Today is hard

I don’t think my mum was ever a particularly happy person. Not in like, a molecular sense, or deeply, psychologically or whatever. She was born in the 60s, the youngest of eight children in a working class family, in a mining village where the man of the house was not a miner. So, they were poor. Being the youngest when you have 6 sisters, you probably don’t get much in the way of new stuff anyway, but especially not when money is scarce. My mum had lots of self-esteem issues, and perhaps this is where they originated from – feeling like an extension of 6 other people that came before her and never like herself. She told me once that her parents were bored of having children by the time she came along. Maybe that was true, or maybe that’s just how she perceived it. She was even self-conscious of her name, she felt like even naming her had been too much trouble for my grandparents, that all her sisters had pretty, interesting names but she was just plain Jane.

I have a vague knowledge of my mum’s history, in the years before I existed. Lots of details of the good stuff, some vague understanding of terrible things that I was scared to ask questions about at the time, and now I never can and neither of us will find any closure. I know how she met my dad, the way she felt about being a parent. I know the music she listened to, the food she liked, the movies she watched. And I knew this endless undercurrent of sadness even though she was so smart, and beautiful and funny. Sadness, insecurity, deep depression, constantly undermining all her brilliant qualities. My mother was a self-sabotager. I’m worried that I am too.

Not for the same reasons, of course. For someone who couldn’t see their own worth or potential, my mum did an excellent job of making sure I knew mine. It’s generally acknowledged by those who are familiar that I am “like my dad” (shit happens, and we move on) and my brother is “like my mum” (shit always happens, and we dwell on it), but I realise now that it’s not really true. Inside and out I am my mother’s daughter, like a version of her she would have wanted to be herself, if not for the sadness and the insecurity and the deep depression. But the problem is that the sadness and the insecurity and the deep depression are there – I had a fleeting, flooring experience with it last year – and maybe you can’t escape that kind of thing, maybe I inherited it. But the other stuff, the optimism and confidence and happiness, (and yes I do generally feel like an optimistic and confident and happy person), they’re built on top and my mum did that for me. Maybe at her own personal sacrifice.

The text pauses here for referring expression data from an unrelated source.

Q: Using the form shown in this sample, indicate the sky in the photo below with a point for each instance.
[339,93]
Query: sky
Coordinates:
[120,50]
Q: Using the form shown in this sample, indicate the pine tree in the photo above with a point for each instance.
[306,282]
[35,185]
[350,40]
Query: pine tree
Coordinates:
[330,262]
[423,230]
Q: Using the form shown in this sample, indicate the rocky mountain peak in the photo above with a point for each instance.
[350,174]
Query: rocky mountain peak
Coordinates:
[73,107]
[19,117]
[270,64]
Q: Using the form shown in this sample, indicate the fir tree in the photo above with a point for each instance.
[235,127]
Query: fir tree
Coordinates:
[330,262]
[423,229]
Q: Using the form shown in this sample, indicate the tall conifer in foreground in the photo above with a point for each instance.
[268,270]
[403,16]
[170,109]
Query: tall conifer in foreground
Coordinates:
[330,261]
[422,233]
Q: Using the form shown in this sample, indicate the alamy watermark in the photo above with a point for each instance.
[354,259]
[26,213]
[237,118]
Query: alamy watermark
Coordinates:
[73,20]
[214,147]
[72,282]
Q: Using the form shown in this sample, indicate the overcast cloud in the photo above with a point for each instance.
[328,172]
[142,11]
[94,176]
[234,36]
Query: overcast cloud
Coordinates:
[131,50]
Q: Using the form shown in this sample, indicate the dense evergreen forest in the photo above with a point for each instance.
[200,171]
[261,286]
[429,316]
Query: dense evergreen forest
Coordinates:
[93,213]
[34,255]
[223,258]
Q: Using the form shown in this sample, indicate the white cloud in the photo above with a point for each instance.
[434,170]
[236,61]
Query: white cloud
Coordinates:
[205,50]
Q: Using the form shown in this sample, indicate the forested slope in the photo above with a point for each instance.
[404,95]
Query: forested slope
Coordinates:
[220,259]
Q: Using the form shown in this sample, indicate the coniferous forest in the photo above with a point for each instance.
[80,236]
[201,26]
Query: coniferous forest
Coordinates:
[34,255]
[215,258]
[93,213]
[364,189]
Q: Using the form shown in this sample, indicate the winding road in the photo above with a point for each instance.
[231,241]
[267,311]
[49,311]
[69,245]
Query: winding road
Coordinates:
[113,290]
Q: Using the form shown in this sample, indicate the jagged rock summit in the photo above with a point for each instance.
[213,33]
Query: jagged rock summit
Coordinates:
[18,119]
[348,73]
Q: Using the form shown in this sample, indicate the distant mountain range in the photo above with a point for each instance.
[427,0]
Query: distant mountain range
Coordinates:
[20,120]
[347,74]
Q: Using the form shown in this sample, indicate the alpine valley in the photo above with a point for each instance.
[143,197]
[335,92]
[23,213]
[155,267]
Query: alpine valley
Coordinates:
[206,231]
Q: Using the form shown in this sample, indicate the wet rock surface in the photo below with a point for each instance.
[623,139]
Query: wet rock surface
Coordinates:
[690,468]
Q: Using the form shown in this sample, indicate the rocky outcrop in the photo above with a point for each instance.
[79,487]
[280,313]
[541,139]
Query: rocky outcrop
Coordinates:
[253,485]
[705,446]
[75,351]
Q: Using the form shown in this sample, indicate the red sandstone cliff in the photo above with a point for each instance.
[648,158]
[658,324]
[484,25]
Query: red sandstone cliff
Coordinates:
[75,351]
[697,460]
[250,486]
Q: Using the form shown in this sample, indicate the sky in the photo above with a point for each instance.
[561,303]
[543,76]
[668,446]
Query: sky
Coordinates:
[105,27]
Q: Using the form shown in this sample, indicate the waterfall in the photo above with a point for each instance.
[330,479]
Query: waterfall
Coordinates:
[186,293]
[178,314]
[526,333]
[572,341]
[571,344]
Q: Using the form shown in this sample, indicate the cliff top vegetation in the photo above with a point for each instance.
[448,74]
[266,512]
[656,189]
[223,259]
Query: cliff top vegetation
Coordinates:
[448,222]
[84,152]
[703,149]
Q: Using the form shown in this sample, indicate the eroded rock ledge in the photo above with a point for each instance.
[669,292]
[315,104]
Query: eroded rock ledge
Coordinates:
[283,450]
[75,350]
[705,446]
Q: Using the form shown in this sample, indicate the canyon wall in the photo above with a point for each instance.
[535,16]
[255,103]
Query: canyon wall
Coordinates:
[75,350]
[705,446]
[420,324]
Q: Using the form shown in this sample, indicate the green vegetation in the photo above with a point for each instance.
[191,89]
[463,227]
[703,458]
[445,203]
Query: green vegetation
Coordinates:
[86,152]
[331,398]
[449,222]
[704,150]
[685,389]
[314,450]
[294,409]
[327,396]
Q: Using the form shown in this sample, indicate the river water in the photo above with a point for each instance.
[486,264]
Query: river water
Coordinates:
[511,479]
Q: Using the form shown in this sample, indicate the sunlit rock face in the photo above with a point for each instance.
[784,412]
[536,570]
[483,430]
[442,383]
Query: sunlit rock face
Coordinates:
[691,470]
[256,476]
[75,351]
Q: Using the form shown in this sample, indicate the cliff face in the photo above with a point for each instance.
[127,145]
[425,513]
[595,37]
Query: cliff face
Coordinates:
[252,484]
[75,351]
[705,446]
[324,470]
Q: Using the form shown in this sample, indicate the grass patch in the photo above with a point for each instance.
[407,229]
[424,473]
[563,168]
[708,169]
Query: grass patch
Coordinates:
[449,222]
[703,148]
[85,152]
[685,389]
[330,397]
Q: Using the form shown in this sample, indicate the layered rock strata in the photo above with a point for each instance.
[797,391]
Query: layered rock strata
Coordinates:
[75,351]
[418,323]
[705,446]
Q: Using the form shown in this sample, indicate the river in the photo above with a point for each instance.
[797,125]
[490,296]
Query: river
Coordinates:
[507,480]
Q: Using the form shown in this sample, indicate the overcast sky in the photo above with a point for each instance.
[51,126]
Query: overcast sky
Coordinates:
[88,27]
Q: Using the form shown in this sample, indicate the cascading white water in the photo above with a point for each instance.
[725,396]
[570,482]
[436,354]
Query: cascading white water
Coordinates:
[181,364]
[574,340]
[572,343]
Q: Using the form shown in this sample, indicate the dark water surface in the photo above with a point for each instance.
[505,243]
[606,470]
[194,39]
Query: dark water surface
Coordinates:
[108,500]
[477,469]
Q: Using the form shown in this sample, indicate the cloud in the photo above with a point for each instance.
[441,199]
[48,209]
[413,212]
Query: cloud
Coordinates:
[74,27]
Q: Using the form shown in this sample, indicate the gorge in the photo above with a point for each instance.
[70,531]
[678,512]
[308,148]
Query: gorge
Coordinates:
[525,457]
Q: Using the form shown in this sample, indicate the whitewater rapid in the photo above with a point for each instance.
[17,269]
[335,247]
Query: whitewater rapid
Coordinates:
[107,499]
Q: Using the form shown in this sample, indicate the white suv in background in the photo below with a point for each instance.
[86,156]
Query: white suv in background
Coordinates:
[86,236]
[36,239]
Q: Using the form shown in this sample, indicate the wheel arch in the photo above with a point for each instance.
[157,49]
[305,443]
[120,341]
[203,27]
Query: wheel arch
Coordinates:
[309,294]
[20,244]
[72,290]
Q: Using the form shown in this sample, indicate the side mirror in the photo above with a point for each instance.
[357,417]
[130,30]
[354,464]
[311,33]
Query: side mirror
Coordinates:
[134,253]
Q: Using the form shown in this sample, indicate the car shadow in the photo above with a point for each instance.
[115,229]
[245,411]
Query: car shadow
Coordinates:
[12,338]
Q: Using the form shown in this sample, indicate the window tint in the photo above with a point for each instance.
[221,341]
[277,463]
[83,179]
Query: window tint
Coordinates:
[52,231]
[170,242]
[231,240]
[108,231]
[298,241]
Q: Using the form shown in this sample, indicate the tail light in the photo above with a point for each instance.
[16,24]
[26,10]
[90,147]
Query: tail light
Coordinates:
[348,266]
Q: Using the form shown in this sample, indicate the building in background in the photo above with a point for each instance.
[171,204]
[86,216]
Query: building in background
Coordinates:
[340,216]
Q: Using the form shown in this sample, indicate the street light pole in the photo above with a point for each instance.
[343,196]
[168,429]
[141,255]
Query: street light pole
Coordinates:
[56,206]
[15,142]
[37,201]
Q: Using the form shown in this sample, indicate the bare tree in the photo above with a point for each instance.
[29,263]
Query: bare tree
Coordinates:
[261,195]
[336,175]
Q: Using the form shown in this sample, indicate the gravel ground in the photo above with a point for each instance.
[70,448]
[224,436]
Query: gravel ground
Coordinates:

I’ve lived my whole adult life without my mum and it’s been like a weird, half life. Sometimes, I feel like I don’t know myself, because so much of who I am – all of who I am, in fact – is wrapped up in who my mum was, and it’s weird because I’m starting to realise that my mum and both my grandmothers are dead, which means that every woman who made me this girl is gone, and I thought I was mostly prepared for the world and for everything else I’d wing it, like I have done for everything in life, but did you know there is a whole ton of stuff to figure out still and who is gonna help me to do that?

And not to be rude, but… you can’t get this from anyone other than people who have known you since you took your first goddamn breath. Good girlfriends or good gayfriends or even a good boyfriend will not help you get to the core of who you are as a person. Or maybe they will for you, but they won’t for me.

Or maybe, if my mum hadn’t died (not when she did, anyway) this would never have been an issue. It just feels like a lot of me is missing, and not in the sense like grief makes you feel like something is missing, because this is a different kind of missing. It’s like I was being programmed and now it’s half-finished and I don’t know how to finish up the coding. It feels a lot like ~arrested development. You know. Comical, but kinda tragic I guess.

Or sometimes, I feel like it isn’t that I’m missing or broken or unfinished, it’s that my mum is… was… and the disorientation I feel is because ever since I can remember I knew my mum was sad and ever since I can remember the only real, true ambition I ever had was to figure out how to stop her from being sad and I never got a chance to. Whenever I write this kind of thing that doesn’t really make sense because it’s so hard to put it into words, I think I always end up here. Guilt. That’s only the second stage of grief! But I don’t know how to move on from it, because it will always always be unfinished and I will always be unfinished and it’s just exhausting trying to live a whole person’s life when some days I can be as little as a quarter of one.

Anyway, it’s mothers day so I’m feeling contemplative and introspective and then words come out. Mum, you were so wonderful and so flawed, and you were mine and I loved you the most of anything, ever. Today is hard.